Safety Laws in South Carolina
Child Car Seat Laws
While riding in a vehicle, children under the age of six need to be properly restrained by an approved child safety seat.
However, additional conditions apply:
- Children under 1 year old or weighing less than 20 lbs must be in a rear-facing child safety seat.
- Children 1 through 5 years old, weighing between 20 to 40 lbs., must be in a forward-facing child safety seat.
- Children over 1 through 5 years old, weighing 40 to 80 lbs., must be in a belt-positioning booster seat.
- Regardless of age, children weighing over 80 lbs. or those who can can sit erect against the car seat and bend their legs over the seat's edge are not required to be in a booster seat.
In general, children under 6 years old cannot ride in the front seat. But, this stipulation is waived if the vehicle doesn't have a back seat, or if the back seat is occupied by other children under 6 years old.
If you're in the market for one, you can shop online for a child car seat any time of day. Before ordering, make sure to read our How to Buy a Child Safety Seat article.
To ensure a safety seat has been properly installed, visit an Office of Highway Safety fitting station. For more information, call (877) 349-7187.
With a few exceptions, everyone riding in a vehicle is required to wear a properly-fastened safety belt.
A police officer has the right to pull over a vehicle just because a rider was clearly observed not wearing a seat belt.
Drivers are responsible for ensuring that all passengers 17 years old and younger are properly secured. But, passengers 17 years old and younger who have their own driver's license, special restricted license, or beginner's permit, are responsible for their own conduct.

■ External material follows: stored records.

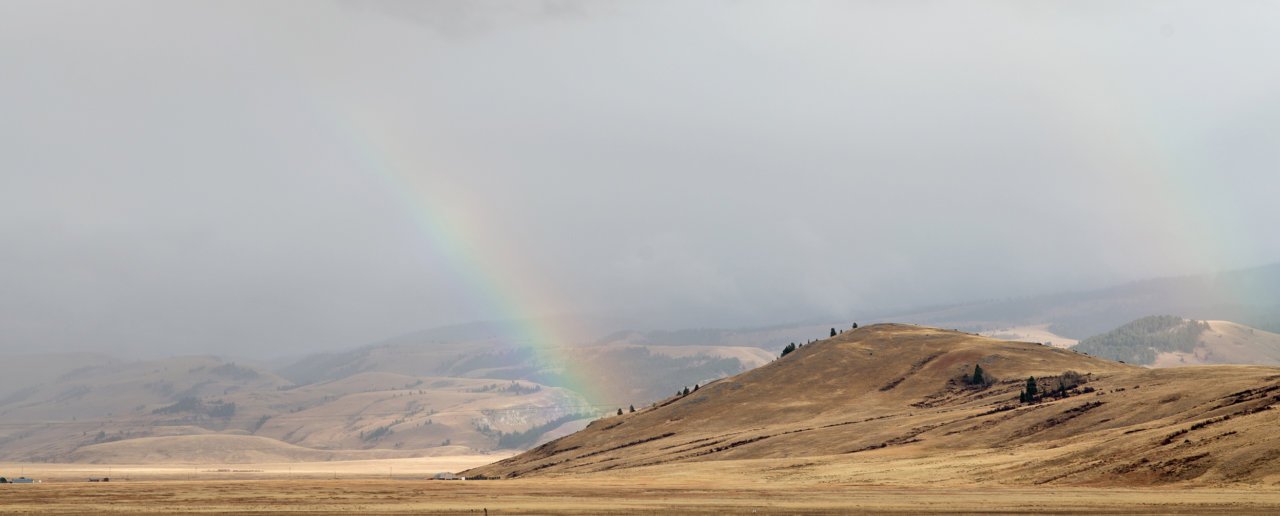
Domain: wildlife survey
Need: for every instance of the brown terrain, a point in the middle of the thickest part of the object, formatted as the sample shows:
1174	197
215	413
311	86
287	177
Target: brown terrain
890	395
878	419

Drivers can be fined up to $25 per violation, up to a total of $50 per traffic stop. However, no points will be assessed for the offense.
Cell Phones and Texting
Currently, there is a statewide ban on texting while driving for drivers of all ages.
Anyone under 21 years old riding on a motorcycle must wear a helmet and wear protective goggles or a face shield.
South Carolina doesn't have any statewide rules specifically addressing the issue of leaving children unattended in a vehicle. However, deliberately endangering a child is against the law.
Use common sense and know that children (or pets) left are subject to getting ill or dying from the temperature (hot or cold), kidnapping, and getting out of their seats and into mischief. If you see a child locked in a car in a dangerous situation, call 911 and stay with the car. It's always better to be safe than sorry.